The region’s hyper-local response has lessons for us as we confront the winter wave and begin to distribute vaccines.
By Jay Caspian Kang, THE NEW YORKER
On March 10th, the day before Tom Hanks announced that he had tested positive for covid-19, I drove my three-year-old daughter to her day care in Berkeley, California. The drive took us up College Avenue, where white-haired professors huddled at sidewalk café tables; we passed the fraternity houses where students gathered on the lawns. Just a few blocks from my daughter’s school, there’s a coffee shop with a clientele split equally between students and senior citizens. I sat there until noon, working on my laptop, before moving to one of the food courts frequented by international students from Asia; a few weeks later, many of them would be returning from winter trips home.
Roughly a hundred and twenty thousand people live in Berkeley—about twelve thousand per square mile.

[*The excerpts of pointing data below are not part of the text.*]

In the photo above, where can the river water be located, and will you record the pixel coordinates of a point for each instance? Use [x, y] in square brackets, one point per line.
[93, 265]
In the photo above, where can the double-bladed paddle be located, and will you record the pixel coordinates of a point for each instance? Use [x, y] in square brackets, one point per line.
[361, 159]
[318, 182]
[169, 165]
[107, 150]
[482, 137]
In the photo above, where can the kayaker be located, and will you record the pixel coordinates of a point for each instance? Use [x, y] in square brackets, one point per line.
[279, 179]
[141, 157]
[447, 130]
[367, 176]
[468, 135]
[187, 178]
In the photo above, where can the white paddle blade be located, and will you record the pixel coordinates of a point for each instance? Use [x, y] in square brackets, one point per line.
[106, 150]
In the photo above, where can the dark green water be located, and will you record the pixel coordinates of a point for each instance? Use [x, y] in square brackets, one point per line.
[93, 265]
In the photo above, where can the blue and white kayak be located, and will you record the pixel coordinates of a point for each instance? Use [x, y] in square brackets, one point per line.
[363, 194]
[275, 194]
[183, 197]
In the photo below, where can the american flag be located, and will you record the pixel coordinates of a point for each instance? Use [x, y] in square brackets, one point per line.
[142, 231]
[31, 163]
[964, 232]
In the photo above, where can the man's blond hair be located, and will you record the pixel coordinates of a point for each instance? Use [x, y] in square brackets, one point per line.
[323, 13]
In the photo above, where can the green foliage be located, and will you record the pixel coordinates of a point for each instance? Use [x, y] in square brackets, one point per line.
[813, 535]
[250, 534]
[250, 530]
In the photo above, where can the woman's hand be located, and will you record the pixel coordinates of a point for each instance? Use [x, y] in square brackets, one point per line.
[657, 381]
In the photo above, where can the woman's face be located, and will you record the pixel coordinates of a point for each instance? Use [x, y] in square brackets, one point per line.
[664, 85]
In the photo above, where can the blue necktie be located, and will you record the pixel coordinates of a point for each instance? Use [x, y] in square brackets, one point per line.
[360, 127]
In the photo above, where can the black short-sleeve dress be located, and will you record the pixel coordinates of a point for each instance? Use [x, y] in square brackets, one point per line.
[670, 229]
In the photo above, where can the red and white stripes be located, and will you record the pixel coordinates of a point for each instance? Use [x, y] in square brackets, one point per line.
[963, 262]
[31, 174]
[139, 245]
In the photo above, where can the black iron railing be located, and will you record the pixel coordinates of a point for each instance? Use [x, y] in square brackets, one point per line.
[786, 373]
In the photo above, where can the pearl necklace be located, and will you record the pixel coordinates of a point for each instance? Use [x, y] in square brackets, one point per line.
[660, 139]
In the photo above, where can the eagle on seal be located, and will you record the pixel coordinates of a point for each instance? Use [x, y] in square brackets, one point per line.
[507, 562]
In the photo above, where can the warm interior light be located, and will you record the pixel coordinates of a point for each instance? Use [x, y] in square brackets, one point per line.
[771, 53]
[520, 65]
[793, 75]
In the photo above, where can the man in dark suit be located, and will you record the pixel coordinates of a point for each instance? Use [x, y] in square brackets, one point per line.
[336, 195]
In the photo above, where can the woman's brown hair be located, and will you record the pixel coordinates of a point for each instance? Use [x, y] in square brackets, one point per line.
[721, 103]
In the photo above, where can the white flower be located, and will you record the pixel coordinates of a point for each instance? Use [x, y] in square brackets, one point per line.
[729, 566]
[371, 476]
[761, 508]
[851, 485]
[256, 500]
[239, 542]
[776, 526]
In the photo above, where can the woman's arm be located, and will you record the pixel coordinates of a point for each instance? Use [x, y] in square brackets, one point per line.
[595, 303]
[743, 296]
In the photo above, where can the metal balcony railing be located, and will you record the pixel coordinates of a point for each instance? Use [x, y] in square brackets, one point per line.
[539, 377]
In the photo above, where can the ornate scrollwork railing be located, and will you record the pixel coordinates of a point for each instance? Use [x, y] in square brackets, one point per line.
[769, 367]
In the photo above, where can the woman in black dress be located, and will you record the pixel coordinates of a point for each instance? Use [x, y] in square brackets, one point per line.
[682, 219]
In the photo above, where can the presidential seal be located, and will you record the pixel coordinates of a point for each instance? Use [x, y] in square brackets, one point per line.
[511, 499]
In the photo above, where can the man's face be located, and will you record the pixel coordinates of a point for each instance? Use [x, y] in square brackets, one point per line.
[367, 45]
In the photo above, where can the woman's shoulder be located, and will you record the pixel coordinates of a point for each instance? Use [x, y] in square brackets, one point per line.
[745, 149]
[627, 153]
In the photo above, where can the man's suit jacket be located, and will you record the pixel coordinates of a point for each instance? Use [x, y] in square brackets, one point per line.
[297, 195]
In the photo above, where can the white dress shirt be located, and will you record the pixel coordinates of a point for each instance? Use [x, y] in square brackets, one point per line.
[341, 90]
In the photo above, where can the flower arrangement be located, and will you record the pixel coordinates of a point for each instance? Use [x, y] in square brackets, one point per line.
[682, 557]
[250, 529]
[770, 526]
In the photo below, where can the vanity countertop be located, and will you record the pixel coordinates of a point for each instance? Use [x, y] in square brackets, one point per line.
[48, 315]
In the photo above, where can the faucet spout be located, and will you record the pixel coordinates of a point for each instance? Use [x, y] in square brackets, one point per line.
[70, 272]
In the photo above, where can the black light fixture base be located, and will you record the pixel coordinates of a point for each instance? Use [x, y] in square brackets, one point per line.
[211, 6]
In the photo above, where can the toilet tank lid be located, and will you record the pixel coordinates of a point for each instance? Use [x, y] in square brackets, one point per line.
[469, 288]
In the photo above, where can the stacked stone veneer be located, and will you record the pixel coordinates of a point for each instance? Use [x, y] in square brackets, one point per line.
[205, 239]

The city is about three times as dense as Houston, and roughly as crowded as Washington, D.C., Philadelphia, or Chicago. About fourteen per cent of its population counts as elderly; those seniors interact to an unusual degree with college students and travellers from Asia and Europe. Given all this, it was reasonable to guess in the early spring that Berkeley would soon be hit badly by the coronavirus. The same was true for San Francisco, which is just across the water from Berkeley and is the population center of the Bay Area, a nine-county region stretching from the farms and vineyards of Napa and Sonoma, in the north, to tech-centric San Mateo and Santa Clara Counties, in the south. San Francisco is a major tourist destination; the universities in the city and surrounding it are home to tens of thousands of international students, who crowd into classrooms and dormitories, swapping droplets. Tech workers often travel to and from San Francisco and its neighbors—Palo Alto, San Mateo—using the region’s heavily trafficked public-transportation system; they are served by hundreds of thousands of immigrants who live in multigenerational homes or unofficial workers’ dormitories. The wealth gap in the Bay Area has created an acute housing crisis, with thousands of destitute people living in tents and R.V.s, in temporary villages near or beneath city freeways. A viral spike in San Francisco, Berkeley, East Palo Alto, Oakland, or any of the other dense communities at the heart of the Bay Area seemed nearly unavoidable, and would have had disastrous consequences for the whole region.